Donald Shue and other Vietnam vets to be given funeral at Arlington Thursday

Published 12:00 am Wednesday, August 29, 2012

Three Vietnam War soldiers, including Sgt. 1st Class Donald M. Shue of Kannapolis, will be given a group funeral at Arlington National Cemetery on Thursday.
Shue, 20, an Army Green Beret, went missing in action in 1969 along with two others – Sgt. 1st Class William T. Brown, 24, of La Habra, Calif.; and Sgt. 1st Class Gunther H. Wald, 25, of Palisades Park, N.J. Their remains were recently identified and are being returned to their families for burial with full military honors.
The Department of Defense POW/Missing Personnel Office (DPMO) announced Monday that the three U.S. servicemen will be buried as a group on Aug. 30, in a single casket representing the three soldiers, in Arlington National Cemetery near Washington, D.C.
Shue was buried individually on May 1, 2011, at Carolina Memorial Park in Kannapolis. Brown was buried at Arlington on Sept. 26, 2011.
On Nov. 3, 1969, these three men and six Vietnamese soldiers were part of a Special Forces reconnaissance patrol operating in Quang Tri Province, near the Vietnam-Laos border. The patrol was ambushed by enemy forces and all three Americans were wounded. Brown was reported to have suffered a gunshot wound to his side.

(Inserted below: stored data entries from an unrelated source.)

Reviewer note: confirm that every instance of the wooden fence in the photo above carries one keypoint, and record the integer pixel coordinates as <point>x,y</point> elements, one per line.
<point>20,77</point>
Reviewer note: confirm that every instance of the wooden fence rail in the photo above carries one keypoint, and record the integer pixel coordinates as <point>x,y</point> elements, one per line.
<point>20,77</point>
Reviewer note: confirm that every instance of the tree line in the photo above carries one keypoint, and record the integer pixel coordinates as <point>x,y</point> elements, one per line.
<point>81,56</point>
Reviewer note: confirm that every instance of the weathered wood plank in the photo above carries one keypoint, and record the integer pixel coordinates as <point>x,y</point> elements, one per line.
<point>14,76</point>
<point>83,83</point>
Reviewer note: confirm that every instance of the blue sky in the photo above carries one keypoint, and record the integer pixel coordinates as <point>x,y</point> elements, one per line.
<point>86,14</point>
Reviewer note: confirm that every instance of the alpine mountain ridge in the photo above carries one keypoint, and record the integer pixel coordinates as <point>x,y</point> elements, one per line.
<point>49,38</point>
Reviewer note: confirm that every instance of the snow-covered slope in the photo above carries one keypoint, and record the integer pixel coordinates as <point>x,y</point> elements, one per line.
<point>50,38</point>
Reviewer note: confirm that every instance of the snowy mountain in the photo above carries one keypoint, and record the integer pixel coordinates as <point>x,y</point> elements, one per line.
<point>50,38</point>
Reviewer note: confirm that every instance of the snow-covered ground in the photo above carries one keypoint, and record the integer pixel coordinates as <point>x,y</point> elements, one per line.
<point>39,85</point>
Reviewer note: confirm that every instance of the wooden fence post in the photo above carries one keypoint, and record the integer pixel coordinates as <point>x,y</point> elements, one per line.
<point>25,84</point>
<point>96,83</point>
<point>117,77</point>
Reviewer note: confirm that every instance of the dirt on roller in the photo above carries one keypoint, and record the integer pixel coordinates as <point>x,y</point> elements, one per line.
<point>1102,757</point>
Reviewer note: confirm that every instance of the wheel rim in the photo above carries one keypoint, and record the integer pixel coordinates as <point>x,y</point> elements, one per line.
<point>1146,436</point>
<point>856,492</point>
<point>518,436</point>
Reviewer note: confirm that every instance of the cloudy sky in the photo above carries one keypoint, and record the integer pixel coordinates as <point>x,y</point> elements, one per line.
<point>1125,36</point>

Due to heavy enemy presence and poor weather conditions, the search-and-rescue team was not able to reach the site until eight days later. At that time, they found military equipment belonging to Shue, but no other signs of the men.
Between 1993 and 2010, joint U.S./Socialist Republic of Vietnam (S.R.V.) teams, led by the Joint POW/MIA Accounting Command (JPAC), conducted multiple interviews on nine different occasions in Quang Tri Province. Additionally, the S.R.V. unilaterally investigated this case, but was unable to develop new leads.
Among those interviewed by the joint teams were former Vietnamese militiamen who said that in 1969 they ambushed three Americans in the area near the Laos-Vietnam border. In 2007, a Vietnamese citizen led investigators to human remains that he had discovered and buried near the site of the ambush. In 2008, a military identification tag for Brown was turned over to the U.S. Government from a U.S. citizen with ties to Vietnam.
Finally, in April 2010, joint teams excavated a hilltop area near Huong Lap Village, recovering additional human remains, and military equipment, another military identification tag for Brown, and a Zippo lighter bearing the name “Donald M. Shue” and the date “1969.”
Scientists from the JPAC and the Armed Forces DNA Identification Laboratory used circumstantial and material evidence, along with mitochondrial DNA – which matched that of some of the soldiers’ family members – in the identification of the remains.